Thursday, February 23, 2006

Where's the credit card in my faith wallet?

No where...there isn't such a thing. What are the signs I see that I live in a faithless day:
1) We live deeply on the power of credit. We "borrow" against tomorrow to make things the way we want to see them today. The only thing we believe about tomorrow is that somehow we'll find a way to pay for our faithless today in that dim later-time. What a metaphor for spiritual life the credit card is, and we don't see it at all. What a metaphor that this system of credit is starting to have its problems. (Even psychics become a charge card of this type. "I want to have sitting in front of my today eyes information about days that do not currently exist and whose buying power has not yet been established.")

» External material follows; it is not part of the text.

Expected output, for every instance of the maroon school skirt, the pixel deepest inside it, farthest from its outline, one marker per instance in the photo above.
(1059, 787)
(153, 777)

2) Our knowledge abounds. My thought rambling here is prompted by a little story I once read that comes back to mind as I muse on this topic. It is from a book called The Case for Faith. In it, forgive my paraphrase, a theologian is asked to explain faith. The theologian holds out a clenched fist. "What do you think is in my hand?" The reporter takes a guess. The theologian says, "That is your opinion. But suppose I tell you that I have a quarter in my hand. You will either believe me or not. That is faith. Want to see me kill your faith?" He opens his hand to reveal the quarter. "Now you have knowledge. Your faith is no longer a factor." We know very much; and have need to believe very little.

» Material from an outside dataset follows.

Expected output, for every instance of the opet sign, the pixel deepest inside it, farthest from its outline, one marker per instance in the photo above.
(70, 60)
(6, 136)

3) We're grave-diggers. We worship gods that are only Ancient...and it is no matter what god-name we use; no matter what "prophet" we laud. We fight and kill to protect something dry as dust...we still have our idols, we just don't recognize them as such. The testimony of God's servants: it is all from the remote past. None of these Gods breathe on our necks today, none of these prophets give us chills at the newness of their mystifying messages. Basically, we direct our own steps by our interpretation of the inspiration of ancients. Nothing personal really, nothing new. Just looking for ways to keep an old story pertinent. Scrapping to keep the new wine in old wineskins. Heaven help us if God wanted to reveal that the story had plot twists that we hadn't already anticipated for centuries. Christ Himself asked whether He'd find faith when He returned. No wonder He'd raise the question. Prophets said the paradox of end days would be that people would not think of God as doing either good or bad, but simply that He would not be doing anything at all. Paradox because that's when He would come in with a fierceness. Christ said of this same generation that while they may not have been the ones to kill the prophets, they would none the less build those prophets' tombs...bury the messages that reveal anything new. Bury by selective vision; bury with glazed eyes that skim quickly over things that should be blinding in their brilliance; bury because this is, after all, not the age of revelation...those days are long past.

We're caught in a trap of having "a form of godliness, but none of the power thereof..." which is the most tragic thing about ditching our faith.
Put your moon and your stars in the sky, O God...so that the treasures hidden in this age of darkness will even yet be found!